Melinda Walls, W. Robert Stover Chair for Entrepreneurial Leadership and director of the eHive, did not expect the turnout that the first “Something From Nothing” challenge received.
“I am thrilled with both the participation, and the quality, of the ideas that were shown,” Walls said. “I had no expectation that we would have as many students participate, or that they would have so many creative and thoughtful ideas; I was really impressed with that.”
Before announcing the winning teams, Walls mentioned that 37 teams signed up, 20 teams presented, and over 160 people showed up to vote for the contest. This was far beyond the expectations of many including Chyanne Vanzant, junior international business major and student assistant in the eHive.
“I think it was amazing. When we were planning it and having focus groups, we were really scared that it wouldn’t be big or that students really wouldn’t want to participate,” Vanzant said. “We were anticipating having ten teams.”
A wide variety of duct tape-based products were unveiled last Friday, but according to Vanzant, they all had a common theme.
“Something about this project that is very underlying is how it really showed off how we embody service here. Everybody had something that was helping people. So, I loved it so much and how it shows our heart through being creative and through the work,” Vanzant said.
One project, in particular, took home first place and $100 to each team member. The team of Kara Compton, junior criminal justice major; Annalise Cardish, junior nursing major and Liz Diviney, residence director of Ray and Burns hall, won with an innovative way to raise money for a recent tragedy.

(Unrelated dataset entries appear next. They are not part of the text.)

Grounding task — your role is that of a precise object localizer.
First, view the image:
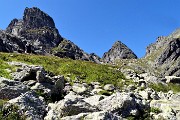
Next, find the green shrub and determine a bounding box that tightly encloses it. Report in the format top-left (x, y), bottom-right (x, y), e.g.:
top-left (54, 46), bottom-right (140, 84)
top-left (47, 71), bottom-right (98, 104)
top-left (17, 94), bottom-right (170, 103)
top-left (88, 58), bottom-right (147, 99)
top-left (150, 107), bottom-right (162, 114)
top-left (0, 100), bottom-right (25, 120)
top-left (98, 90), bottom-right (112, 96)
top-left (0, 53), bottom-right (125, 86)
top-left (149, 83), bottom-right (170, 92)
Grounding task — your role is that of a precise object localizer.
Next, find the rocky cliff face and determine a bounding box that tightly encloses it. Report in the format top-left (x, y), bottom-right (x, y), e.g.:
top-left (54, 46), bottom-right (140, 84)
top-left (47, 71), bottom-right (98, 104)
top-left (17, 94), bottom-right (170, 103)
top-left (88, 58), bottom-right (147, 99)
top-left (102, 41), bottom-right (137, 63)
top-left (1, 7), bottom-right (100, 63)
top-left (145, 29), bottom-right (180, 76)
top-left (52, 39), bottom-right (100, 63)
top-left (6, 7), bottom-right (62, 54)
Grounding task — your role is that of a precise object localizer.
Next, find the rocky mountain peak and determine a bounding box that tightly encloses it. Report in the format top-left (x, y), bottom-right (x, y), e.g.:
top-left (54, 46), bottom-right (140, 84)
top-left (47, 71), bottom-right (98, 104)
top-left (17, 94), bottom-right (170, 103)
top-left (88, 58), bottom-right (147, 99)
top-left (23, 7), bottom-right (55, 29)
top-left (169, 28), bottom-right (180, 38)
top-left (102, 41), bottom-right (137, 63)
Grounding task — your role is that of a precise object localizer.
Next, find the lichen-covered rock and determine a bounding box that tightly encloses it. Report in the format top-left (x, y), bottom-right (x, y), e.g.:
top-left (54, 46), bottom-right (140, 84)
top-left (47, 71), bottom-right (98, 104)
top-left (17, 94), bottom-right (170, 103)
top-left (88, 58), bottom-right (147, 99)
top-left (150, 100), bottom-right (180, 120)
top-left (97, 92), bottom-right (143, 117)
top-left (6, 7), bottom-right (62, 54)
top-left (0, 77), bottom-right (28, 99)
top-left (104, 84), bottom-right (115, 91)
top-left (45, 93), bottom-right (98, 119)
top-left (72, 83), bottom-right (88, 94)
top-left (4, 91), bottom-right (46, 120)
top-left (83, 95), bottom-right (105, 106)
top-left (102, 41), bottom-right (137, 63)
top-left (61, 111), bottom-right (122, 120)
top-left (52, 39), bottom-right (100, 63)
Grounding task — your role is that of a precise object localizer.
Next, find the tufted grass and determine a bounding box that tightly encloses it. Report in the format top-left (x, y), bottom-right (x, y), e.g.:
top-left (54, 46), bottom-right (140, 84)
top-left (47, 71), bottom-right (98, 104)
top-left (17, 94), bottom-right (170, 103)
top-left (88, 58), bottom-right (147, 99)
top-left (0, 53), bottom-right (125, 86)
top-left (149, 83), bottom-right (180, 93)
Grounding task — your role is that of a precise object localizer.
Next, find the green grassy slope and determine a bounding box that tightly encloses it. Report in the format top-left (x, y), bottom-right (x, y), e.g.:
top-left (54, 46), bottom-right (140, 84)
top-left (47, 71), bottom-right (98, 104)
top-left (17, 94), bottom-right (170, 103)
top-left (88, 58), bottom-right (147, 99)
top-left (0, 53), bottom-right (125, 86)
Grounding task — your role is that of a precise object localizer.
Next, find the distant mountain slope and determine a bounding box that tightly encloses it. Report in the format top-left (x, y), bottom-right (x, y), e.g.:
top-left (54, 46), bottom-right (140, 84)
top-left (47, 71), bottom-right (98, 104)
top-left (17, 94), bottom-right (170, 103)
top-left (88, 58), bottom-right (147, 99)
top-left (145, 29), bottom-right (180, 76)
top-left (0, 7), bottom-right (101, 63)
top-left (102, 41), bottom-right (137, 63)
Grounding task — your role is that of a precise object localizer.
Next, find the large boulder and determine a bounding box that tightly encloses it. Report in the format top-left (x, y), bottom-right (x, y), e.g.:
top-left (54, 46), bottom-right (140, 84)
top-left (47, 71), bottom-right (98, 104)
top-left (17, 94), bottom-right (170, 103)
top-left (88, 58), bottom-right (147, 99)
top-left (150, 99), bottom-right (180, 120)
top-left (102, 41), bottom-right (137, 63)
top-left (0, 77), bottom-right (28, 99)
top-left (165, 76), bottom-right (180, 84)
top-left (6, 7), bottom-right (62, 54)
top-left (45, 93), bottom-right (98, 120)
top-left (4, 91), bottom-right (46, 120)
top-left (97, 92), bottom-right (143, 117)
top-left (61, 111), bottom-right (119, 120)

“We made stickers out of the duct tape,” Diviney said. “It has the Pittsburgh skyline on it because we are raising money for the Tree of Life synagogue and the wounded officers from the shooting last Saturday. We were able to raise $88 so far.”
Making the stickers was no easy task, but they were in high demand and the proceeds benefit a good cause.
“We put in a lot of effort,” Diviney said. “We made like 45 stickers Wednesday and our intention was to sell them [Thursday] and [Friday], and we ended up selling almost all of them [Thursday] so we had to make more last night.”
Walls hopes that this event will become an annual competition, with a different challenge item each year. As for this year, Walls saw the potential for many of the products to continue to grow and encourages students to schedule an appointment with the eHive to develop new ideas, as well as to grow already developed ideas.
“Today we saw the beginning of a lot of wonderful ideas that both could be commercialized and also social entrepreneurship ideas,” Walls said. “I really hope that we don’t stop just at the idea phase and that is what the eHive is here to help students do. To really move from the idea stage into a full implementation where we can really solve some of the problems that we are seeing in society today.”